Ontario no longer accepting walk-ins for coronavirus tests

Oct 2 2020, 5:53 pm

Ontario will no longer be taking walk-ins at COVID-19 assessment centres to help with the backlog of testing.

On Friday, Premier Doug Ford and top health officials said that starting on October 6, assessment centres will have an appointment-based testing, providing “certainty to patients as to when they can receive a test during the cold winter months and allowing assessment centres to conduct enhanced screening.”

This means that starting on Sunday, assessment centres will discontinue walk-in testing services so that the province’s lab network can make progress in processing tests, which are severely backlogged.

The province will continue mobile testing and pop-up testing centres to reach vulnerable populations and provide targeted testing for long-term care, congregate care, and other vulnerable populations.
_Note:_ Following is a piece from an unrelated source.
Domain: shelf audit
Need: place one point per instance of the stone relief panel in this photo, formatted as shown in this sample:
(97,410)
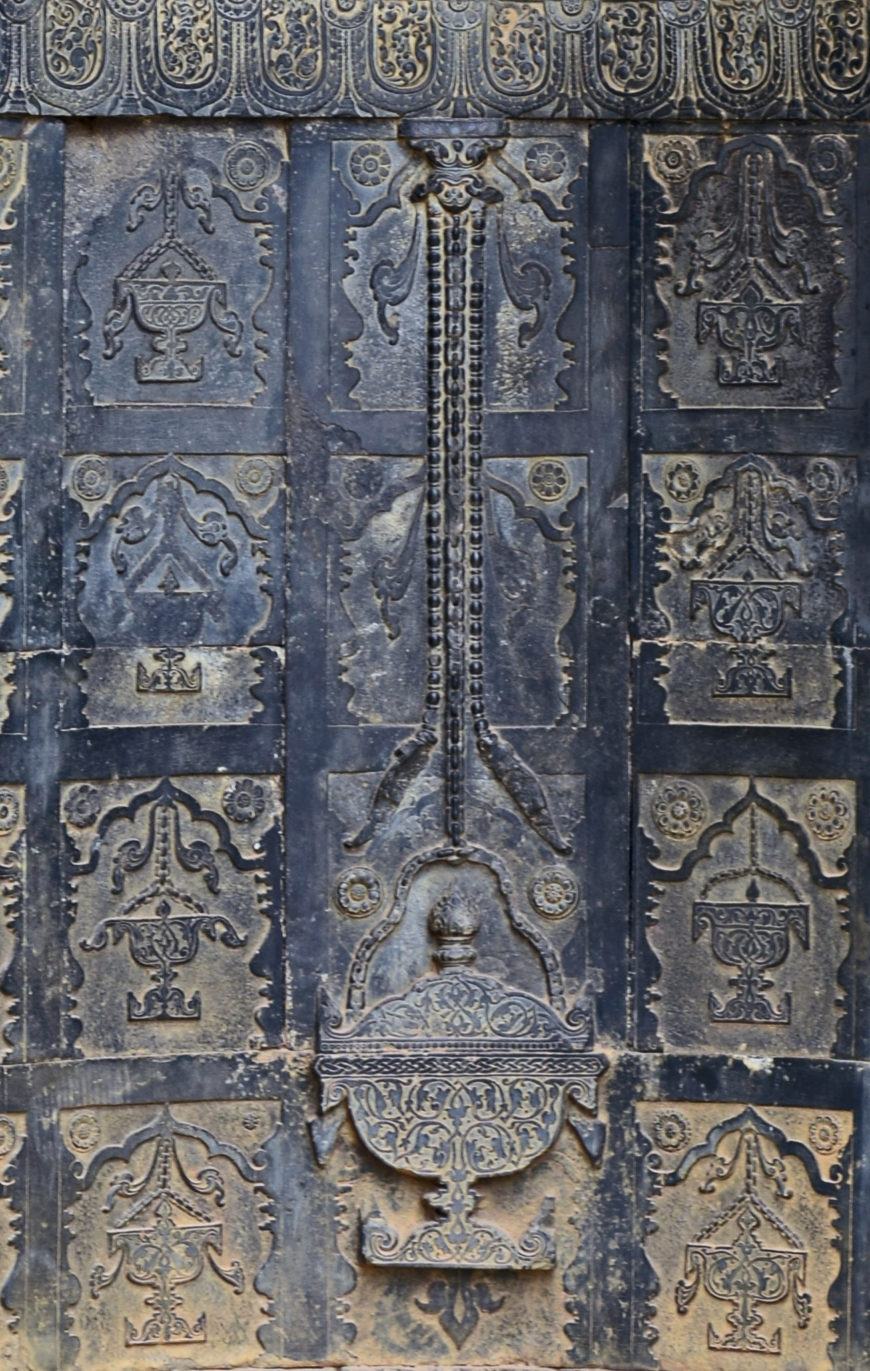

And more pharmacies will be allowing testing for asymptomatic individuals.

Ontario is also taking longer-term actions to increase the province’s test processing capacity by increasing to 50,000 tests per day by mid-October and 68,000 tests per day by mid-November.

On Wednesday, top health officials forecasted Ontario could be reporting 1,000 daily new cases in the first half of October.

The province reported 732 new coronavirus cases on Friday morning, which is the highest single-day count to date.

As of October 2, there has been a total of 52,980 cases, with 44,850 resolved and 2,927 reported deaths.